Look, we love an ambitious comparison as much as the next news desk, but calling Mission Bay the second coming of Haussmann's Paris is doing a lot of heavy lifting. As one SF resident put it: "Mais bien sûr, nothing says Paris quite like Mission Bay."

Still, buried underneath the hyperbole is a genuinely interesting — and fiscally important — conversation about how cities should grow. The argument goes like this: 19th-century Paris nailed the formula of six-story buildings with ground-floor retail, creating walkable, vibrant neighborhoods at serious density without the soul-crushing towers-in-a-park approach that became the 20th century's urban planning disaster. Mission Bay, with its mid-rise mixed-use construction, is supposedly channeling that same energy.

And honestly? Parts of the argument hold up.

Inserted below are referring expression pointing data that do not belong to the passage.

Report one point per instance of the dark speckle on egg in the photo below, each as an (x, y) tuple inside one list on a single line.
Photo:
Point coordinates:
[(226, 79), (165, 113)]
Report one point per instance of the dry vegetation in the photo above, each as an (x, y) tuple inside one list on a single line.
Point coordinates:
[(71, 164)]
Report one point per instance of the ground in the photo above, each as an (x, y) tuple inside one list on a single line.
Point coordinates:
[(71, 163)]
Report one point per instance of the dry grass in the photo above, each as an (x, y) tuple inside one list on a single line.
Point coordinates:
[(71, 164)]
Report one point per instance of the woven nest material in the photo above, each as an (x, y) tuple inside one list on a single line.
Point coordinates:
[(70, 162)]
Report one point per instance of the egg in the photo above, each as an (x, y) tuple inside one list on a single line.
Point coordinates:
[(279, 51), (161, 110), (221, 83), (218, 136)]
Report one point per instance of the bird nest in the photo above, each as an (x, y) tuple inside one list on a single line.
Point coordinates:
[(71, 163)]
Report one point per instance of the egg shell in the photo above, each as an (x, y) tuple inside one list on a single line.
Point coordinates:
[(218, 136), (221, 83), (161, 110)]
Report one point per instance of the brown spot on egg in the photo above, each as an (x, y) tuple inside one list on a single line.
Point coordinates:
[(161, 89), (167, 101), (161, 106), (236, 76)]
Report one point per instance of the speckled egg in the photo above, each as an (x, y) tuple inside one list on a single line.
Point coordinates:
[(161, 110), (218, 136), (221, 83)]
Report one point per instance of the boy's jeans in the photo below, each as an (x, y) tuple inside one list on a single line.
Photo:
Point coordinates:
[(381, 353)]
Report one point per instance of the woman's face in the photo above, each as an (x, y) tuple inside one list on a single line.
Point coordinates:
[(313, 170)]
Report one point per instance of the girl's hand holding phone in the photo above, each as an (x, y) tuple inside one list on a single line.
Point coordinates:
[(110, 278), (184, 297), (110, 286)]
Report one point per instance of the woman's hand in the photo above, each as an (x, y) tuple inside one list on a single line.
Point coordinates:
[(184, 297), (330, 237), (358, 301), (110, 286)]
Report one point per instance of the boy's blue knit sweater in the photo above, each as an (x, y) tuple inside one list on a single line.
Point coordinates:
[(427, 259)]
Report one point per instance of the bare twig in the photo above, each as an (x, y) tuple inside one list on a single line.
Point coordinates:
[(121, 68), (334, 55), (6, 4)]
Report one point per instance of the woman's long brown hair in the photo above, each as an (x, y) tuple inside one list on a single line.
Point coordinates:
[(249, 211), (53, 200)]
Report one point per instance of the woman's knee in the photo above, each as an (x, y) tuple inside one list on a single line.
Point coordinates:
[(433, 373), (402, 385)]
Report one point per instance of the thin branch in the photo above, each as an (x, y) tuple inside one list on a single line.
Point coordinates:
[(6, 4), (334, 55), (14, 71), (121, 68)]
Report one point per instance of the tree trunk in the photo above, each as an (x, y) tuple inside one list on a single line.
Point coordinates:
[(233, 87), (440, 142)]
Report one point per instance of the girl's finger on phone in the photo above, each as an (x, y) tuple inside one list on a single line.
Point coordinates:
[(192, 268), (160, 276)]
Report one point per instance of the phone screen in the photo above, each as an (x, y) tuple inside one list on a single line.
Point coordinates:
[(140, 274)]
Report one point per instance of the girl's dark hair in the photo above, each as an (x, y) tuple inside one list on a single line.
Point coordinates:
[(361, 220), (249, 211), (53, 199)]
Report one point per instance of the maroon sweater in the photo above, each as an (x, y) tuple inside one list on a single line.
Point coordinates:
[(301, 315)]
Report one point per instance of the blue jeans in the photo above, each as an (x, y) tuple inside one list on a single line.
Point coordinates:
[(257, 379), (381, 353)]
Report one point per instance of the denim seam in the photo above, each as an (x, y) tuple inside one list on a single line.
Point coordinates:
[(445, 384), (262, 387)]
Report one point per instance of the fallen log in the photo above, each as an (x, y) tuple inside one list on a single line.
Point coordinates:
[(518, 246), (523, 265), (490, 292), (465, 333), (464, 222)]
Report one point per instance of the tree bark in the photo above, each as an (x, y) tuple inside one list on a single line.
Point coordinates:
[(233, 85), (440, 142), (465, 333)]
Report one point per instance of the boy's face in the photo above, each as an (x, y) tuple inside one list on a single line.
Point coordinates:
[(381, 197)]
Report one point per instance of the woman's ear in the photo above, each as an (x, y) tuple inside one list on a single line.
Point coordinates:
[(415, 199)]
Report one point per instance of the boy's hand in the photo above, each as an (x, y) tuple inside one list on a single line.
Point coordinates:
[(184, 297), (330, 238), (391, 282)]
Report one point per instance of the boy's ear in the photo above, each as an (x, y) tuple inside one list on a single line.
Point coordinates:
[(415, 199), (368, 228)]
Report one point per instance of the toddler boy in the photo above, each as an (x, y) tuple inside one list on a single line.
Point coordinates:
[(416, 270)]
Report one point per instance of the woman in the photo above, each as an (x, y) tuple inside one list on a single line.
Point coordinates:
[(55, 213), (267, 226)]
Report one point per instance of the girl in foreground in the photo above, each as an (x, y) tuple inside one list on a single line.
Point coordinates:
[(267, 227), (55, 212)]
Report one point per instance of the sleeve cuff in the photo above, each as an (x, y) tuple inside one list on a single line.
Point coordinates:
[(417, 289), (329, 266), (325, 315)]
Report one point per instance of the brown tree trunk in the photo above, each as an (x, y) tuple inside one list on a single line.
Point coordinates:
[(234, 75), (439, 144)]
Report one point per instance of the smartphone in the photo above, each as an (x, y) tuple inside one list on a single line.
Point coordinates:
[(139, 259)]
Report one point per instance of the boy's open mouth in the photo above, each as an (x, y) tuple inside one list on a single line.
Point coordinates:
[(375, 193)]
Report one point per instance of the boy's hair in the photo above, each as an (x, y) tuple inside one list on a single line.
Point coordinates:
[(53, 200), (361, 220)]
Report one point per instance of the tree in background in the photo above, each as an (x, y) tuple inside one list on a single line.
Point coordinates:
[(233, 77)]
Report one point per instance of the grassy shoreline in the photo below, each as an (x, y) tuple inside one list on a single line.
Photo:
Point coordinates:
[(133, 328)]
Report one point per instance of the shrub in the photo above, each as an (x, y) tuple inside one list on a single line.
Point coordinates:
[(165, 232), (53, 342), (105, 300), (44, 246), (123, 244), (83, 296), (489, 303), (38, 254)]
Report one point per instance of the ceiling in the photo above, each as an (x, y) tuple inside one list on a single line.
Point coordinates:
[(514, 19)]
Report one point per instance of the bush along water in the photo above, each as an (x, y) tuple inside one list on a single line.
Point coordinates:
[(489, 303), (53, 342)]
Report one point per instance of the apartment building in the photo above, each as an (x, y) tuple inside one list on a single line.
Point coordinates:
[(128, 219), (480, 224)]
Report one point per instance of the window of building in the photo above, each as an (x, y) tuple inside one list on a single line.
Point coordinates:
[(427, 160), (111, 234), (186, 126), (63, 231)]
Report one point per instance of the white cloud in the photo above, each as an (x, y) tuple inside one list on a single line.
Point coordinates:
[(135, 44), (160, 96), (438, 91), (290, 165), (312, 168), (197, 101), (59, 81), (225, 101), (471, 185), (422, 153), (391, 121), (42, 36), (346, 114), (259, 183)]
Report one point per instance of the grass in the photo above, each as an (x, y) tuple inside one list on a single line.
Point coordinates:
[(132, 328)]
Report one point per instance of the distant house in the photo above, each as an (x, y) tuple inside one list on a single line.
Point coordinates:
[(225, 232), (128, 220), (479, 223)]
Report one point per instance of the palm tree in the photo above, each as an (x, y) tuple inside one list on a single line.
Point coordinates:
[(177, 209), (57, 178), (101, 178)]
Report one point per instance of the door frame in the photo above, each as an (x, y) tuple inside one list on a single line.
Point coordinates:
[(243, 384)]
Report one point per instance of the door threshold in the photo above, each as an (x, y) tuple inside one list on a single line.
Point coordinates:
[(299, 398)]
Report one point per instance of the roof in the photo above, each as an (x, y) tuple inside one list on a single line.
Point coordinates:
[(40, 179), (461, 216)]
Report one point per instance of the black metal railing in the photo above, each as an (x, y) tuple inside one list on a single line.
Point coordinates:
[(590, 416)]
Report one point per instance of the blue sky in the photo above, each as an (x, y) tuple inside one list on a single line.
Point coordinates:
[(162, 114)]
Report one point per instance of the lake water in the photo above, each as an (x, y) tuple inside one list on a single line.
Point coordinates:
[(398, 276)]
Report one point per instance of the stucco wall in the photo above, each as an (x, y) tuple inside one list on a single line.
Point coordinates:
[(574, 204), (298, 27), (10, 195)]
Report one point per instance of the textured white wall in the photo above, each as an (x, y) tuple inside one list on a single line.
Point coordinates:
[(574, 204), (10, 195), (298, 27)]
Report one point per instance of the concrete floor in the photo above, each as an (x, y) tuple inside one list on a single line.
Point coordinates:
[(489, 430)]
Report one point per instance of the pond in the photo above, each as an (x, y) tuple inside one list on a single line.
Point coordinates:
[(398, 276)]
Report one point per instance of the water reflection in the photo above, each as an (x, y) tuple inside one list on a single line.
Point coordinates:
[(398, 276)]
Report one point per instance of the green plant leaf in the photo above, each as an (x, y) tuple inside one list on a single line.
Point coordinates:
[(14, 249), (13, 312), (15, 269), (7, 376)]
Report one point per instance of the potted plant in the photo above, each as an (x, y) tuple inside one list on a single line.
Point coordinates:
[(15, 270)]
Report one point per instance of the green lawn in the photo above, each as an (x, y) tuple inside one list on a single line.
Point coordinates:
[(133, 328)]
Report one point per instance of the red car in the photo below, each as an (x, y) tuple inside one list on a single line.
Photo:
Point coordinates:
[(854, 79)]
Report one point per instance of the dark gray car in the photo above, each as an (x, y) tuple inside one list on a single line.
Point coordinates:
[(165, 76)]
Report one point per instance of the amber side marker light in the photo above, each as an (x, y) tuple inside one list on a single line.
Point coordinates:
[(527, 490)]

Mission Bay, particularly around Mission Rock, has become one of the few places in San Francisco delivering genuine mixed-use development: housing, offices, retail, parks, a school, a hospital, and decent transit access. That's not nothing. In a city infamous for blocking new construction and then wringing its hands about a housing crisis, a neighborhood that actually builds things deserves some credit.

But let's not oversell it. Another local was more blunt: "The vibes in Mission Bay are industrial and hostile." And that gets at the real tension here. Density alone isn't the achievement — density done well is. As one resident argued, "Cheap developers just want to defecate out crappy apartment buildings without the ground floor retail and restaurants that give the apartments their appeal and value." Crude? Sure. Wrong? Not really.

This is where the market — not the planning department — matters most. When you let developers build but demand they actually compete for residents by creating appealing places to live, you get something closer to Paris. When you let bureaucratic box-checking substitute for genuine placemaking, you get a warehouse with a lobby.

The lesson from Mission Bay isn't that San Francisco has cracked the code. It's that mid-rise, mixed-use development works when the city gets out of the way enough to let it happen — and when builders are incentivized to make neighborhoods people actually want to live in, not just ones that check zoning boxes. More of this, less red tape, fewer $15 billion transit boondoggles. That's the real formula. No beret required.